In the end, he told her nothing. Telling his big sister the story of his life felt too much like admitting the whole thing hadn't been quite real. "I'm not so good at getting over things," he said instead. "Or at being alone."
"Don't worry, there'll be somebody new," Rhiannon assured him.
Maybe there would be. Somehow that only made him sadder.
*
The next morning, Gwen came into her office and found Ianto already sitting there. A typed letter lay on her desk.
"No," said Gwen, "I don't accept this."
"I'm not asking for your permission," said Ianto.
"What happened last night," Gwen protested, "it wasn't a big deal, it was just a thing—Rhys has already forgotten it. There's no need to—"
"It's not about last night," said Ianto. He sighed and rubbed his face; he hadn't slept much. "I just need to go. I can't leave the planet like Jack, but I can get away from here for a while, see some new places, make some new memories that don't involve aliens and losing everyone I love."
Gwen's eyes filled with tears. "And what about me? On top of the rest, I've got to lose you too?"
"You've got a family. And a team who respects you. You're on the new Prime Minister's speed-dial." Ianto sighed. "And more importantly, you know exactly who you are. I have no idea who I am, Gwen. None."
"And you think you'll find out by leaving?"
"I dunno. But it's never going to happen here. I thought I'd become somebody I liked, with Jack, but—I don't think that was real. It was just what I wanted to be real."

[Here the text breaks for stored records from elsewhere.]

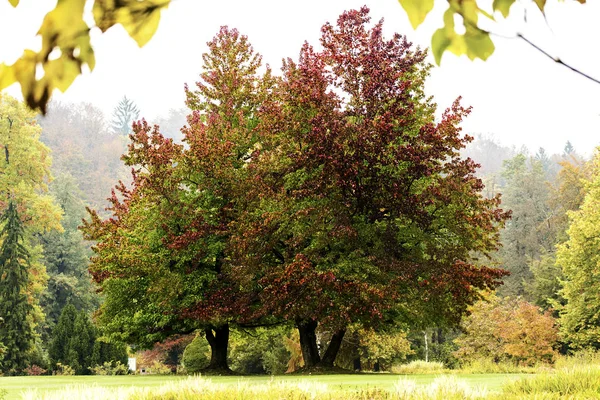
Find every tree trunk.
[296,319,321,368]
[350,329,362,372]
[423,331,429,362]
[321,329,346,368]
[204,324,231,373]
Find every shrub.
[181,335,210,374]
[146,361,173,375]
[229,327,291,375]
[25,364,46,376]
[455,296,558,366]
[460,358,548,374]
[54,363,75,375]
[91,361,129,375]
[392,360,447,375]
[502,366,600,399]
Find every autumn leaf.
[398,0,434,29]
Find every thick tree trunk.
[296,319,321,368]
[296,319,346,369]
[204,324,231,373]
[350,330,362,372]
[321,329,346,368]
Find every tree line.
[0,8,597,374]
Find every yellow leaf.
[0,63,17,90]
[92,0,171,47]
[398,0,433,29]
[533,0,546,13]
[122,8,160,47]
[492,0,515,18]
[464,27,495,61]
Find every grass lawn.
[0,374,522,400]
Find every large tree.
[236,7,507,368]
[85,27,272,372]
[85,8,506,369]
[556,151,600,348]
[0,201,34,374]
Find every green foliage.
[181,335,210,374]
[91,361,129,376]
[0,200,34,375]
[499,154,557,297]
[40,175,99,337]
[53,362,75,376]
[502,366,600,399]
[455,296,558,366]
[48,304,77,372]
[399,0,585,65]
[110,96,140,135]
[39,102,129,216]
[557,152,600,348]
[359,329,413,370]
[229,327,290,375]
[0,0,170,114]
[48,304,127,375]
[391,360,447,375]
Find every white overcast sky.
[0,0,600,154]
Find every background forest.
[0,7,600,375]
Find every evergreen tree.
[499,154,556,296]
[110,96,140,135]
[41,175,99,337]
[0,200,34,374]
[69,311,96,375]
[563,140,575,156]
[48,303,77,367]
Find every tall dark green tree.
[499,154,556,296]
[48,304,77,367]
[41,174,100,335]
[110,96,140,135]
[0,200,34,374]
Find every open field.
[0,374,522,400]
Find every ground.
[0,374,522,400]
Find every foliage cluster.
[48,304,127,375]
[455,296,558,365]
[84,7,508,371]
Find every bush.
[54,363,75,375]
[502,366,600,399]
[230,327,291,375]
[554,349,600,369]
[146,361,174,375]
[392,360,447,375]
[455,296,558,366]
[181,335,210,374]
[91,361,129,375]
[25,364,47,376]
[460,358,548,374]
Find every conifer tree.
[0,200,33,375]
[110,96,140,135]
[48,303,77,372]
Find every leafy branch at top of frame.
[398,0,600,83]
[0,0,170,114]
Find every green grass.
[0,374,521,400]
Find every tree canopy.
[85,7,508,368]
[0,0,170,114]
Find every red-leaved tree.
[235,7,508,368]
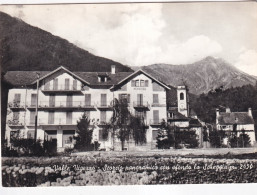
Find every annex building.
[4,66,177,151]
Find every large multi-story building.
[5,66,170,151]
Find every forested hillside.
[191,82,257,128]
[0,12,132,72]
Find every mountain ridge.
[0,12,133,72]
[132,56,257,95]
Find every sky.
[0,2,257,76]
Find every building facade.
[5,66,169,151]
[216,108,256,145]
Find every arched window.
[180,93,184,100]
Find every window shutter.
[85,94,91,106]
[66,95,72,107]
[145,80,148,87]
[73,80,77,90]
[64,79,70,90]
[119,94,122,101]
[153,94,159,104]
[30,111,36,124]
[48,112,54,124]
[128,94,130,103]
[131,80,136,87]
[31,94,37,107]
[53,78,58,90]
[14,93,21,106]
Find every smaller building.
[167,85,203,148]
[216,108,256,145]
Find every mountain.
[0,12,132,72]
[134,57,257,95]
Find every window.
[53,78,58,90]
[101,94,107,106]
[153,110,159,124]
[136,80,139,87]
[119,94,130,104]
[99,129,108,141]
[66,95,72,107]
[73,80,77,90]
[14,93,21,107]
[66,112,72,124]
[31,94,37,107]
[48,111,54,124]
[100,111,106,123]
[85,110,90,119]
[153,94,159,104]
[131,80,148,87]
[27,130,35,139]
[135,111,146,119]
[140,80,145,87]
[152,130,158,140]
[13,111,20,124]
[180,93,184,100]
[49,95,55,107]
[64,79,70,90]
[29,111,36,124]
[85,94,91,106]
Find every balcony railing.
[8,101,25,110]
[133,101,150,109]
[7,119,24,127]
[28,101,95,110]
[41,85,82,93]
[95,102,112,109]
[37,118,78,125]
[150,119,164,126]
[152,103,166,107]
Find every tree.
[74,113,94,151]
[209,129,225,148]
[103,99,146,150]
[203,126,209,142]
[156,120,174,149]
[175,127,199,148]
[229,129,251,148]
[238,129,251,148]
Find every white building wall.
[6,72,167,151]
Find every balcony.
[8,101,26,110]
[28,101,96,111]
[150,119,165,126]
[96,102,112,110]
[152,103,166,107]
[41,85,82,94]
[7,119,24,127]
[133,101,150,110]
[37,117,79,126]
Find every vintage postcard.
[0,2,257,187]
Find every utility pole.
[34,72,39,142]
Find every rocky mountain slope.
[134,57,257,95]
[0,12,132,72]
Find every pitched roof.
[218,112,254,125]
[189,118,202,127]
[4,71,49,86]
[4,66,169,89]
[110,69,170,89]
[168,107,190,121]
[32,66,89,84]
[4,71,131,86]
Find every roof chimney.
[248,108,253,117]
[111,65,115,74]
[216,108,220,117]
[226,108,231,113]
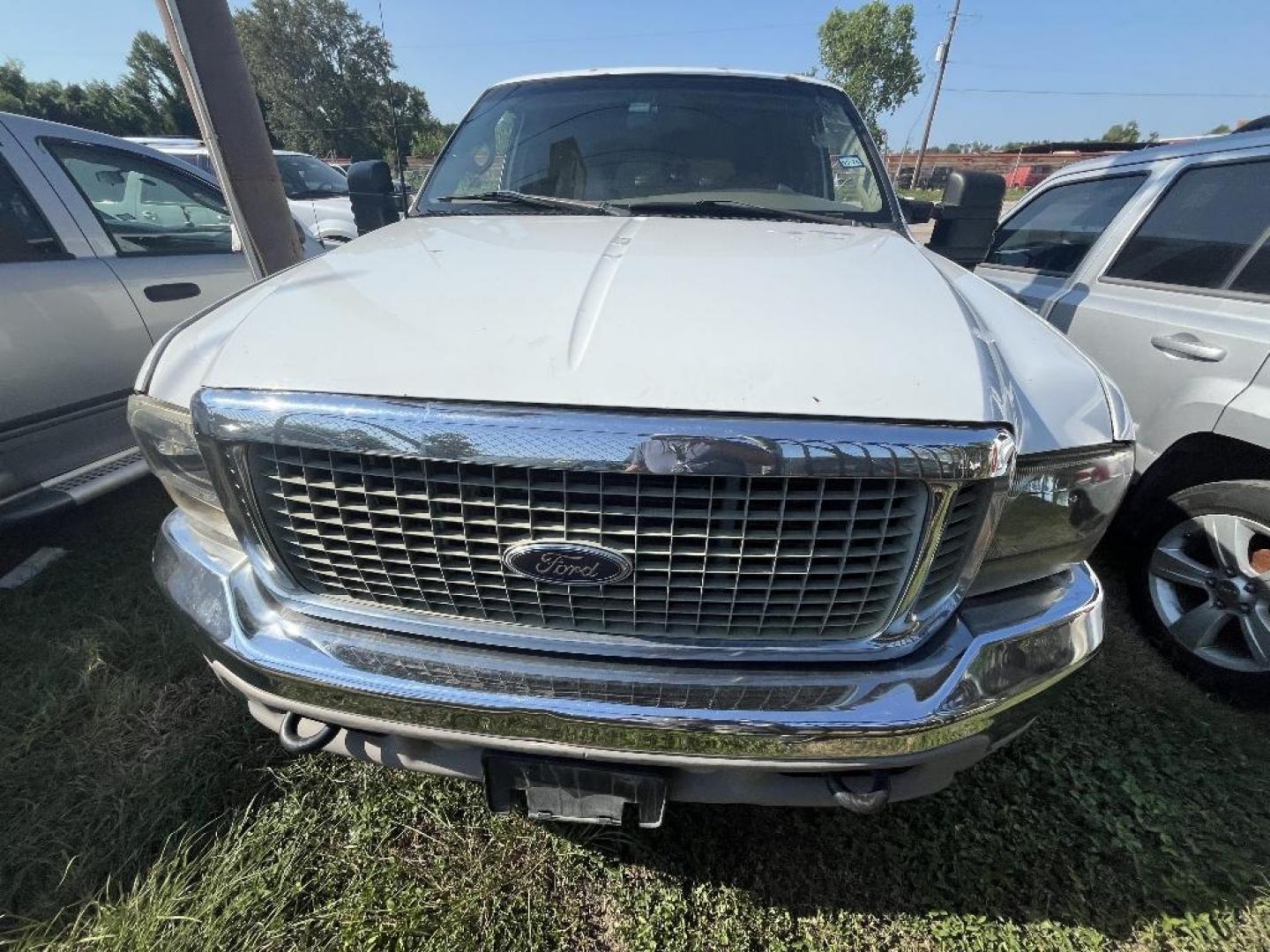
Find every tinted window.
[44,139,231,255]
[421,75,890,222]
[275,155,348,198]
[1108,161,1270,292]
[0,155,66,263]
[987,175,1146,274]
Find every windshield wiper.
[609,198,872,228]
[432,190,630,214]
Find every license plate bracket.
[484,754,666,828]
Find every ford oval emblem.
[503,542,631,585]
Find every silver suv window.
[987,173,1147,277]
[1106,160,1270,294]
[41,138,233,255]
[0,159,69,264]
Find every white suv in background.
[976,132,1270,695]
[128,138,357,248]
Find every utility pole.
[913,0,961,188]
[155,0,301,279]
[380,0,407,214]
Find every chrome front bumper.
[155,511,1102,772]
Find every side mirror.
[926,169,1005,268]
[900,196,935,225]
[348,159,398,234]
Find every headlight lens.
[128,393,234,539]
[972,443,1132,592]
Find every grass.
[0,484,1270,951]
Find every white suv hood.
[155,214,1109,445]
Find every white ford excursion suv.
[130,70,1132,825]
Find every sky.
[0,0,1270,148]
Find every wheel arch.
[1117,433,1270,537]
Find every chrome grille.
[248,444,927,643]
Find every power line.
[392,23,820,49]
[947,86,1270,99]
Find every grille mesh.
[249,444,945,641]
[918,482,992,608]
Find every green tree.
[410,119,457,156]
[234,0,430,159]
[1101,119,1142,142]
[819,0,922,144]
[118,31,198,136]
[0,60,138,136]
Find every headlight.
[128,393,234,539]
[972,443,1132,592]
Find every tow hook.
[825,770,890,816]
[278,710,339,754]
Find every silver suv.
[978,132,1270,690]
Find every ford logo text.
[503,542,631,585]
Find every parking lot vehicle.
[130,136,357,248]
[978,132,1270,695]
[130,70,1132,825]
[0,113,321,525]
[1005,165,1054,188]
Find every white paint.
[151,214,1111,452]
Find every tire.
[1131,480,1270,702]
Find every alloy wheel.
[1148,513,1270,672]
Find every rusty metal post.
[155,0,303,278]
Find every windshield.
[274,155,348,198]
[418,75,894,222]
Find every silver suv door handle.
[1151,332,1226,363]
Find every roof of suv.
[124,136,317,159]
[1054,130,1270,178]
[494,66,840,90]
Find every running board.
[0,447,147,524]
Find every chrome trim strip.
[191,389,1015,481]
[155,511,1102,764]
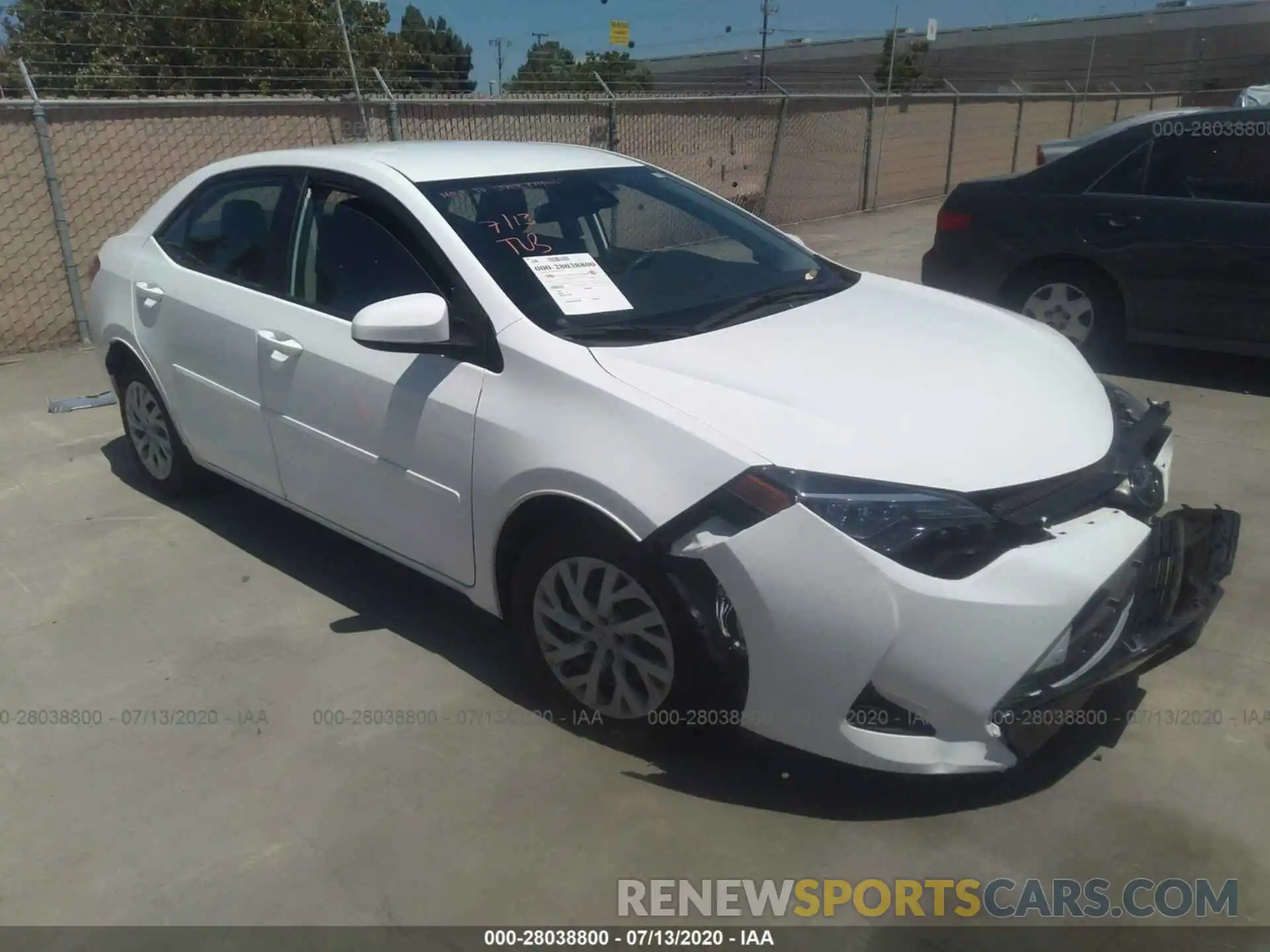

Gwen wrapped her arms around his neck. It was only a little bit awkward this time, with nobody embarrassing themselves. The night before, he'd been looking for someone new to worship, that was all. It felt like a hundred years ago.
He pulled away. Already he felt lighter—empty, like an unloaded sack. "I won't be gone forever," he said, and he was reasonably sure he meant it.
"You've got to stay in touch, though," she ordered, sniffing and wiping her eyes. "No excuses—you have a perfectly good mobile, and there's a thing called the Internet now."
"Okay," he said, smiling.
Later that afternoon, he took the train to Heathrow, where he stood under the departure board and searched the column of destinations for one that sounded right. Near the bottom, he found a city name with no associations, no feelings attached—just a string of letters that inspired neither longing nor excitement nor fear. A word awaiting a meaning. Yes, he thought. That is what I want.